Livornese Karen, Vedder Jena
US Food and Drug Administration, Silver Spring, Maryland (Ms Livornese); and Defense Health Agency, Falls Church, Virginia (Ms Vedder).
Nurs Adm Q. 2017 Apr/Jun;41(2):144-150. doi: 10.1097/NAQ.0000000000000221.
In a world after 9/11, Hurricane Katrina, and Sandy Hook, plenty of literature has emerged on the subject of disaster management, but little is specific to the emotional well-being of the health care staff dedicated to serve during a crisis. Disasters, whether natural or man-made, are episodic but becoming more frequent. Nurses may find themselves in hospitals affected by a disaster, awaiting a surge of patients while supplied with only limited resources. Or, they may be deployed to austere environments where they are challenged to operate clinics, surrounded by the rubble of an earthquake. In these situations, nurse leaders need to ensure that staff members are trained to be effective disaster health care resources before crises occur. Training includes education on what nurses may observe, how they will be utilized in an emergency situation, and how they can best handle a chaotic environment, both during and after the event, in a manner that will help them keep their emotions in balance.

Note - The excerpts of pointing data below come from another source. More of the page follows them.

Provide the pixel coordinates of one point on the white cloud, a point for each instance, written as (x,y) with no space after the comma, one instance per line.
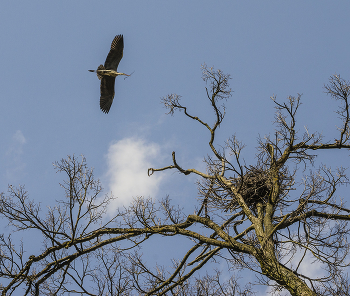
(128,161)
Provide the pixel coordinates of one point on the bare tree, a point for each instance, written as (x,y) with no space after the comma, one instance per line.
(269,217)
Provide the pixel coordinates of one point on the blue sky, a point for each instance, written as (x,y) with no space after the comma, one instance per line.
(50,102)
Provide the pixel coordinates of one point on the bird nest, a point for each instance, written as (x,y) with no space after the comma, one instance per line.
(255,186)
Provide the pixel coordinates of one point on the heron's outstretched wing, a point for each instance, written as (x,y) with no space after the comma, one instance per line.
(115,54)
(107,93)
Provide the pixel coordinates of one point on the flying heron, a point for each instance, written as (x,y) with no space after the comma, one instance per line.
(108,73)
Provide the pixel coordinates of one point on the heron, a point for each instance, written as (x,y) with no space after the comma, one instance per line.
(108,72)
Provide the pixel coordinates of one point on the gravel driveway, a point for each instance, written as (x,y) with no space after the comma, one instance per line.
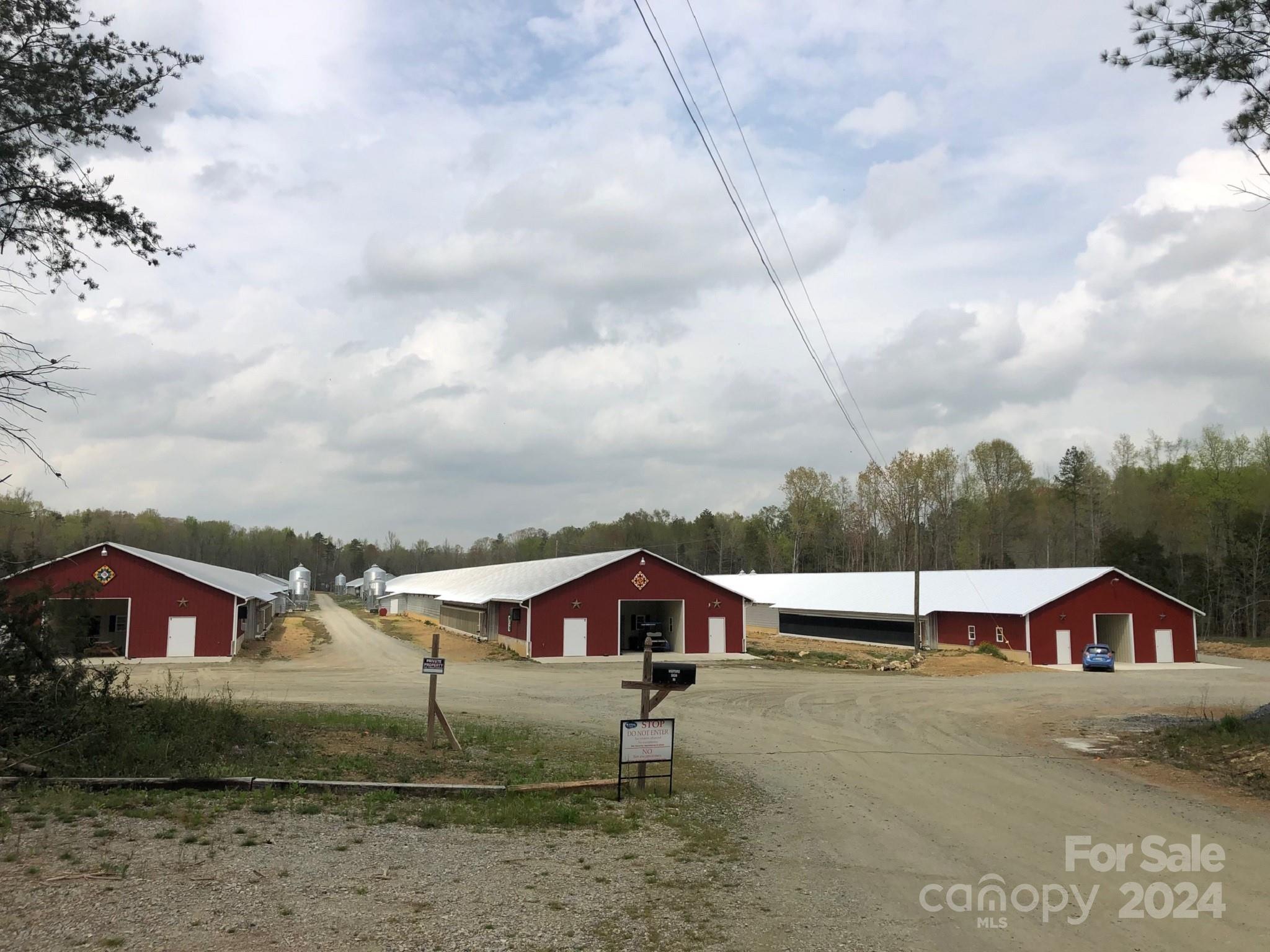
(877,785)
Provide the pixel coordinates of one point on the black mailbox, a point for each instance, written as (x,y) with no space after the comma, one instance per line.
(673,673)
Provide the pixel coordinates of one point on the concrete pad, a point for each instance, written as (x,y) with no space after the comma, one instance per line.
(634,656)
(1143,667)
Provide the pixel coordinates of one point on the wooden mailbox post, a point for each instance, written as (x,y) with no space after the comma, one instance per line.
(432,667)
(653,694)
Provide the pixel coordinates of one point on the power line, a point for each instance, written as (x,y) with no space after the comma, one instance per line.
(738,205)
(781,229)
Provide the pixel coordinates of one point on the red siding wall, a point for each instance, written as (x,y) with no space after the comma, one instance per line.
(953,628)
(504,614)
(1113,593)
(154,592)
(601,591)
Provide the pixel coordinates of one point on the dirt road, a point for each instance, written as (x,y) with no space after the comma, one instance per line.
(878,786)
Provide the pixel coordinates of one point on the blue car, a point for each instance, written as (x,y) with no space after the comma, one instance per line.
(1098,658)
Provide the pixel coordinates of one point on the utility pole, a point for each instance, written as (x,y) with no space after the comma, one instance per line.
(917,579)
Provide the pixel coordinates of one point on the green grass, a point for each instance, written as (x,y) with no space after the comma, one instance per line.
(338,744)
(1244,643)
(813,658)
(1232,749)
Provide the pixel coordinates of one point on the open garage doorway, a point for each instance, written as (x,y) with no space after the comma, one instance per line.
(667,614)
(89,627)
(1116,631)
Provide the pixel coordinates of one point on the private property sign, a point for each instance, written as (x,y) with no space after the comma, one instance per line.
(648,741)
(433,666)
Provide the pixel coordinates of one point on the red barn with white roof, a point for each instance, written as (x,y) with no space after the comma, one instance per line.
(1049,614)
(148,604)
(578,606)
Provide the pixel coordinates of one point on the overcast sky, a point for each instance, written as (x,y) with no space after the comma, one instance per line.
(465,268)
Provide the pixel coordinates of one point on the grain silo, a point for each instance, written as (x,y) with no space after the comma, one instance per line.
(300,580)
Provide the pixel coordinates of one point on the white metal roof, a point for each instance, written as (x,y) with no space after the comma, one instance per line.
(236,583)
(993,591)
(511,582)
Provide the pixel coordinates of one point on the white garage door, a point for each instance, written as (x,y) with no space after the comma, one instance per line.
(718,637)
(180,638)
(574,638)
(1064,639)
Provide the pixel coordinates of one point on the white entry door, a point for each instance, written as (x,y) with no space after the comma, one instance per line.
(180,638)
(574,638)
(718,637)
(1064,640)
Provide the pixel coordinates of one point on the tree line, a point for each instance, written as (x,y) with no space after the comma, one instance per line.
(1189,517)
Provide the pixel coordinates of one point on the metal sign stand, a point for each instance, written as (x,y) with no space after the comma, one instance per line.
(647,702)
(435,712)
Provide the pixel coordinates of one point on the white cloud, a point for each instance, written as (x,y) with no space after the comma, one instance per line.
(890,115)
(460,271)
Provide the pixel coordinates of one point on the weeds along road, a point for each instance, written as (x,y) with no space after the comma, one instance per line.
(876,786)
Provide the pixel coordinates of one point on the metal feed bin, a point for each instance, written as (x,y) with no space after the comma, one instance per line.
(300,580)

Training before a disaster will help nurse responders develop a plan for their personal responsibilities so they can focus on the mission. The time to start training is not when the disater occurs. In a chaotic environment, most nurses will not have the necessary reserves to begin learning new concepts. Prepared nurses and their leaders must be ready to use their training prior to any crisis. They need to be able to assess that their colleagues are not suffering because of lack of sleep, food, or emotional support. Even after a disaster has initially been resolved, and nurse responders have returned to their families, nurse leaders need to follow up with their team. It may actually be during the postcrisis period that nurse responders need the most emotional support.
在9·11事件、卡特里娜飓风和桑迪胡克小学枪击案之后的世界里,涌现出了大量关于灾难管理的文献,但针对在危机期间致力于服务的医护人员的情感福祉的具体内容却很少。灾难,无论是自然的还是人为的,都是偶发的,但却越来越频繁。护士们可能会发现自己身处受灾难影响的医院,在资源有限的情况下等待大量患者涌入。或者,他们可能会被部署到艰苦的环境中,在那里他们要在地震废墟包围的情况下挑战开设诊所。在这些情况下,护士领导者需要确保工作人员在危机发生前接受培训,成为有效的灾难医疗资源。培训包括教导护士可能会观察到什么、在紧急情况下他们将如何被利用,以及他们如何在事件期间和之后以有助于保持情绪平衡的方式最好地应对混乱的环境。灾难发生前的培训将帮助护士应急人员制定个人职责计划,以便他们能够专注于任务。开始培训的时机不是在灾难发生时。在混乱的环境中,大多数护士没有必要的储备来开始学习新的概念。有备而来的护士及其领导者必须准备好在任何危机之前运用他们的培训。他们需要能够评估同事们没有因为睡眠不足、食物短缺或缺乏情感支持而受苦。即使在灾难最初得到解决,护士应急人员回到家人身边之后,护士领导者也需要跟进他们的团队。实际上,护士应急人员可能在危机后时期最需要情感支持。